If I profile with GPU metrics, I can see NVLINK TX and RX Bandwidth. However I do not understand what “[Requests|Responses] User data” and “[Responses|Responses} Protocol data” represent from the figures below. Can someone kindly explain? No documentation here provides information.
I understand Protocol Data to be protocol overhead, and in these figures, it seems rational to assume that Responses User Data indicate actual data transferred for both TX and RX, but this is inconsistent with the below figures where Requests User Data seems to denote the same quantity.
I don’t quite understand your point. Both [Requests|Responses] User Data indicate actual data transferred, and the expectation is that TX on GPU 0 should match RX on GPU1, assuming there are two GPUs.
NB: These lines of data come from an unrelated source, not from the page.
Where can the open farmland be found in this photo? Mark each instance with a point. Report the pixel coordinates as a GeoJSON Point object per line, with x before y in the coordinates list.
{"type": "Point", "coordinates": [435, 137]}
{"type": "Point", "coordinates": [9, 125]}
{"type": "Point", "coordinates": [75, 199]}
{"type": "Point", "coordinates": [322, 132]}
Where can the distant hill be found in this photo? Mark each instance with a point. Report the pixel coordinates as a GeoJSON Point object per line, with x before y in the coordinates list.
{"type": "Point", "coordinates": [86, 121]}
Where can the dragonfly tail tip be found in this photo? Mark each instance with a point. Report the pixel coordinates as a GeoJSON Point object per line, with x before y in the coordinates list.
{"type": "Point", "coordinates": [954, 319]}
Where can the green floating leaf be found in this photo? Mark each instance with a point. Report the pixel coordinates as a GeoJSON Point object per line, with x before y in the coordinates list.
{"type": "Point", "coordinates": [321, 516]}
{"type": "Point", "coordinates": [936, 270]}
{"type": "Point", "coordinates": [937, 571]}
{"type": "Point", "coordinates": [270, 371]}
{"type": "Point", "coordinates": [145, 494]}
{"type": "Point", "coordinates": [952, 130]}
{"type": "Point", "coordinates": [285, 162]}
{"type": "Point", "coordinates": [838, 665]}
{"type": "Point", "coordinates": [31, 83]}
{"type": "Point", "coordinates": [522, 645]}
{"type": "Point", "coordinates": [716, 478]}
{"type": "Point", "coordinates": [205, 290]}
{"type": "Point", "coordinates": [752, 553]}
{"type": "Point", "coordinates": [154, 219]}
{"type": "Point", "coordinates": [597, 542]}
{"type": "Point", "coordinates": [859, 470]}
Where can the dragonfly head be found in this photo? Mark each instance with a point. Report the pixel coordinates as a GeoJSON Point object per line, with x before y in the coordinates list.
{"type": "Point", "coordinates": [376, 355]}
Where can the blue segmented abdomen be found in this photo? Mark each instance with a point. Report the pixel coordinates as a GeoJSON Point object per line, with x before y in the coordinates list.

Could you elaborate on which tooltips belong to which GPUs?
From the above, the one-sided case shows bandwidth and protocol overhead via Responses[User Data|Protocol Data] while the send/recv case above shows bandwidth and protocol overhead via Requests[User Data|Protocol Data] and yet still records some non-negligible values for Responses[User Data|Protocol Data].
Questions
Can you explain precisely what Responses[User Data|Protocol Data] and Requests[User Data|Protocol Data] mean, specifically the reason for the inconsistency among the above metrics?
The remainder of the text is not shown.